Tirana is pulling off something rare. Instead of razing its past, the Albanian capital is building on top of it, quite literally. Herzog & de Meuron, the Swiss studio behind London's Tate Modern and Beijing's Bird's Nest, has designed a audacious plan to marry the Palace of Congresses, a hulking relic from 1986, with a 260-meter tower that will pierce the skyline.

The Palace sits in the heart of power, steps from Mother Teresa Square and the Prime Minister's Office. For decades it embodied the weight of communist rule under Enver Hoxha. Now it will anchor a mixed-use complex that houses offices, a hotel, and restored cultural spaces. The architects could have demolished the original building. They chose something harder: respect.

Preserving the past while building the future

Herzog & de Meuron's approach is refreshingly restrained. They're keeping the Palace's bones intact, focusing instead on opening it up to the street and cracking open its relationship with public life. The wood-lined concert hall will host 2,100 people, upgraded for contemporary performances and gatherings. A new "Palace Garden" replaces the formal forecourt with green space where locals can actually gather, rather than stand at attention.

The real drama happens behind the old building. The new tower rises as a sculptural object, its angular, faceted mesh facade catching light differently at every hour. The architects describe it as shaped by "vernacular logic," which means it doesn't feel imported from some glass-and-steel handbook. It belongs here because it was designed for here. A raised platform called a stylobate knits the two buildings together, creating shared space where the historic and the contemporary can breathe the same air.

This project is part of something larger happening in Tirana. Over the past decade, Tirana has quietly become a laboratory for urban transformation, attracting world-class architects while learning to live with its difficult history. The city is no longer hiding from what it was.

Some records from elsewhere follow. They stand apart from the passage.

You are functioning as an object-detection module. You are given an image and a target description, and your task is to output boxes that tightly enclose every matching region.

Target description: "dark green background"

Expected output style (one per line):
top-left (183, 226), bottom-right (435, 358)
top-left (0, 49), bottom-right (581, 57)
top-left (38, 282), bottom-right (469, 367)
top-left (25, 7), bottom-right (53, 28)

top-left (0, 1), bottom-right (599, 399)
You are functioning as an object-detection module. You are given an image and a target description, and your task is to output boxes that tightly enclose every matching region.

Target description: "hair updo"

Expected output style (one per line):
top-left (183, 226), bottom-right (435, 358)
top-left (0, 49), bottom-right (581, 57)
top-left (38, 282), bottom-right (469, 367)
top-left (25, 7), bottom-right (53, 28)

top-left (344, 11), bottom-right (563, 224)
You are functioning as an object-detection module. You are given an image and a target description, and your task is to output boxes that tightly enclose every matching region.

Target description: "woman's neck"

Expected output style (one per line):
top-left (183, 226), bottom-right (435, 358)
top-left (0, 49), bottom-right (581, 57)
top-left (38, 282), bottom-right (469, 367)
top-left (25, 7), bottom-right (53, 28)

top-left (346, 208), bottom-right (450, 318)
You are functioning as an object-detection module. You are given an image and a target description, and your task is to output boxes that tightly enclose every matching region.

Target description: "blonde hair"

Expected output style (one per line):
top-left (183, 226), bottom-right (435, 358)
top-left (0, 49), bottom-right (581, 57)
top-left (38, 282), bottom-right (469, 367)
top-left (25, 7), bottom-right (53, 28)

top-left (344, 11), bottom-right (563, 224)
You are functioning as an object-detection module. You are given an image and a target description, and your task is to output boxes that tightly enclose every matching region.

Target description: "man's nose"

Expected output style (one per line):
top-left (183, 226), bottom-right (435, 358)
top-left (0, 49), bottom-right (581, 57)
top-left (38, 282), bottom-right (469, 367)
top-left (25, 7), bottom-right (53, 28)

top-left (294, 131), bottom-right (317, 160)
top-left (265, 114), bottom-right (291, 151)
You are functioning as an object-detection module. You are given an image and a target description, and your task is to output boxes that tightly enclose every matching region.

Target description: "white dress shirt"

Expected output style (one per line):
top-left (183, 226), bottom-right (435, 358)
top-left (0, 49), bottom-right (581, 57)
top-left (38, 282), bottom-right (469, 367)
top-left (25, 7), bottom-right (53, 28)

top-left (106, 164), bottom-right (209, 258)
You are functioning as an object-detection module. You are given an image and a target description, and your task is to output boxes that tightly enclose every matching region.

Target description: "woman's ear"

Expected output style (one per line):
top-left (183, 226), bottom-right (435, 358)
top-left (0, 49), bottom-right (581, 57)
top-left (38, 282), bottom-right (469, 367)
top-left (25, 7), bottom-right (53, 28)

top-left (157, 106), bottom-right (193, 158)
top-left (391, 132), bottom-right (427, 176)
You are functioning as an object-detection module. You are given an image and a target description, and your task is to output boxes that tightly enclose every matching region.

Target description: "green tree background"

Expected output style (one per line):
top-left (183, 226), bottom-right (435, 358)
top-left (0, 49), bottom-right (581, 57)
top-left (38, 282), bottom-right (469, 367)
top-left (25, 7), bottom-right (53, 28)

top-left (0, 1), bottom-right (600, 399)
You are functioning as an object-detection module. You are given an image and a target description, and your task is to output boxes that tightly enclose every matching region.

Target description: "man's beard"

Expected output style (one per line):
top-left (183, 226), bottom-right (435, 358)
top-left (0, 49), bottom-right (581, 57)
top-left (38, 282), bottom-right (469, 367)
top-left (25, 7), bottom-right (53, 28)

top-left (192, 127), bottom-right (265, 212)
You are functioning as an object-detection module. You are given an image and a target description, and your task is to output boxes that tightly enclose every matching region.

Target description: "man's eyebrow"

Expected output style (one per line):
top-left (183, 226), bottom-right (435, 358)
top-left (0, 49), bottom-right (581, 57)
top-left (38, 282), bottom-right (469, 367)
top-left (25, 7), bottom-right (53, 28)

A city reckoning with its ghosts

Albania spent decades in isolation under one of Europe's harshest dictatorships. Bunkers still dot the landscape, paranoid monuments to paranoid times. But rather than treating these relics as embarrassments, Tirana has been converting them into museums, cafes, and gathering places. The former residence of Hoxha himself became an art and cultural space.

The Palace of Congresses project carries this same philosophy forward. It acknowledges that you cannot erase history by ignoring it. You integrate it. You build better things around it. You let people see the contradictions and understand the evolution.

When the project wraps, the Palace will function as a living cultural venue rather than a tomb. The concert hall will host everything from classical music to contemporary performances. The garden will fill with people eating lunch, meeting friends, moving through their city with ease. The tower above will signal that Tirana is forward-facing without pretending its past never existed.

This is harder architecture than demolition. Demolition is easy. Building something that respects what came before while asserting something new requires nuance, skill, and a willingness to let complexity stand. Herzog & de Meuron clearly understands this. So does Tirana.

For travelers, the project matters. It signals a capital confident enough in its story to tell it truthfully. When the renovation is complete, you'll be able to walk through the Palace's concert hall, step out into a bustling garden, and look up at a tower that says: this city is still writing itself.